3.4 From the paired t-test to the linear mixed model

One important point to notice is that the observed t-value of the paired t-test and the t-test printed out by the simple linear model don’t match:

summary_ttest(t.test(rawRT ~ condition, bysubj, 
                     paired = TRUE))

## [1] "t(41)=3.11 p=0.003"
## [1] "est.: 102.29 [35.85,168.72] ms"

round(summary(m0raw)$coefficients, 2)[, c(1:3)]

##                  Estimate Std. Error t value
## (Intercept)         471.4      31.13   15.14
## conditionsubjgap   -102.3      44.02   -2.32

This is because the linear model is equivalent to the unpaired (i.e., two sample) t-test:

summary_ttest(t.test(rawRT ~ condition, bysubj,
  paired = FALSE
))

## [1] "t(57)=2.32 p=0.024"
## [1] "est.: 471.36 [14.14,190.43] ms"
## [2] "est.: 369.07 [14.14,190.43] ms"

As discussed earlier, the paired t-test’s analog in the linear modeling framework is the linear mixed model with varying intercepts. We turn next to this extension of the simple linear model. The command corresponding to the paired t-test in the linear modeling framework is as follows. Notice that we are working with the aggregated data, as in the paired t-test. Later, we will switch to the unaggregated data; that will be the correct analysis of these data.

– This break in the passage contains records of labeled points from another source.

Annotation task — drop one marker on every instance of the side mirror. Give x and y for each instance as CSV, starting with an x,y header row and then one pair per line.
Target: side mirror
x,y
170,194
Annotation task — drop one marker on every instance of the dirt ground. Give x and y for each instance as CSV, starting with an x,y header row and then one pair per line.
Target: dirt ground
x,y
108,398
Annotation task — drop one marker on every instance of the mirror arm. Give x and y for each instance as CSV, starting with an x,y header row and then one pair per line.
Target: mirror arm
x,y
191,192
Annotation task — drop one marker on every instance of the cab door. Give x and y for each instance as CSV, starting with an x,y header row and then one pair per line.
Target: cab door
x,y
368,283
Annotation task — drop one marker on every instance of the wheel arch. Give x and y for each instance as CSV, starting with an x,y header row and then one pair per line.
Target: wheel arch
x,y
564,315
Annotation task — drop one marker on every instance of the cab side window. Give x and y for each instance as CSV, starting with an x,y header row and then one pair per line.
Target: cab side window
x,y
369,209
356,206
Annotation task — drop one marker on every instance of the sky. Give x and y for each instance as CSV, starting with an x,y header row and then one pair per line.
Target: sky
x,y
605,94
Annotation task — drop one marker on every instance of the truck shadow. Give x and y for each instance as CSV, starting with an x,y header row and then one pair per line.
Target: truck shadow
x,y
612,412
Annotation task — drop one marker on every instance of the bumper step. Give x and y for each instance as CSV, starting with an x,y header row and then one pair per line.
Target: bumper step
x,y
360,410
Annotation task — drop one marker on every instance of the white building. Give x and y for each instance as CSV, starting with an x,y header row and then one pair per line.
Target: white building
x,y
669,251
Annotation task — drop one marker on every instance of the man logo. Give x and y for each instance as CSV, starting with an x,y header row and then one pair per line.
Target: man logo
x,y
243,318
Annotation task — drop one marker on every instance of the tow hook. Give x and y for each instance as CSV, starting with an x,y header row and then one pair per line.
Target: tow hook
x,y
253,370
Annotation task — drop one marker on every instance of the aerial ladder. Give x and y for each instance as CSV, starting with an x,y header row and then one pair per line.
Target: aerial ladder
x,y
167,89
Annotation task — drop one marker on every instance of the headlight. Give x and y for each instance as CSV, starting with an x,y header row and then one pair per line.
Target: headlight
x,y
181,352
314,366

m0raw_lmer <- lmer(rawRT ~ condition + (1 | subject), bysubj)
summary(m0raw_lmer)$coefficients

##                  Estimate Std. Error t value
## (Intercept)         471.4      31.13  15.143
## conditionsubjgap   -102.3      32.90  -3.109

To understand the connection between the paired t-test and the above command, it is necessary to consider how a paired t-test is assembled.

First, some background knowledge from random variable theory. If you have two random variables that have correlation \(\rho\), the variance of the difference between the two random variables is:

\[\begin{equation} Var(Y_1-Y_2)=Var(Y_1) + Var(Y_2) - 2\times Cov(Y_1, Y_2) \end{equation}\]

\(Cov(Y_1, X2)\) is the covariance between the two random variables and is defined as:

\[\begin{equation} Cov(Y_1, Y_2) = \rho \sqrt{Var(Y_1)}\sqrt{Var(Y_2)} \end{equation}\]

You can find the proofs of the above assertions in books like Rice (1995).

As discussed earlier, a paired t-test is used when you have paired data from subject \(i=1,...,n\) in two conditions; assume that they are labeled conditions 1 and 2. Let’s write the data as two vectors \(Y_{1}, Y_{2}\). Because the pairs of data points are coming from the same subject, they are correlated with some correlation \(\rho\); recall Figure 2.23. Assume that both conditions 1 and 2 have standard deviation \(\sigma\).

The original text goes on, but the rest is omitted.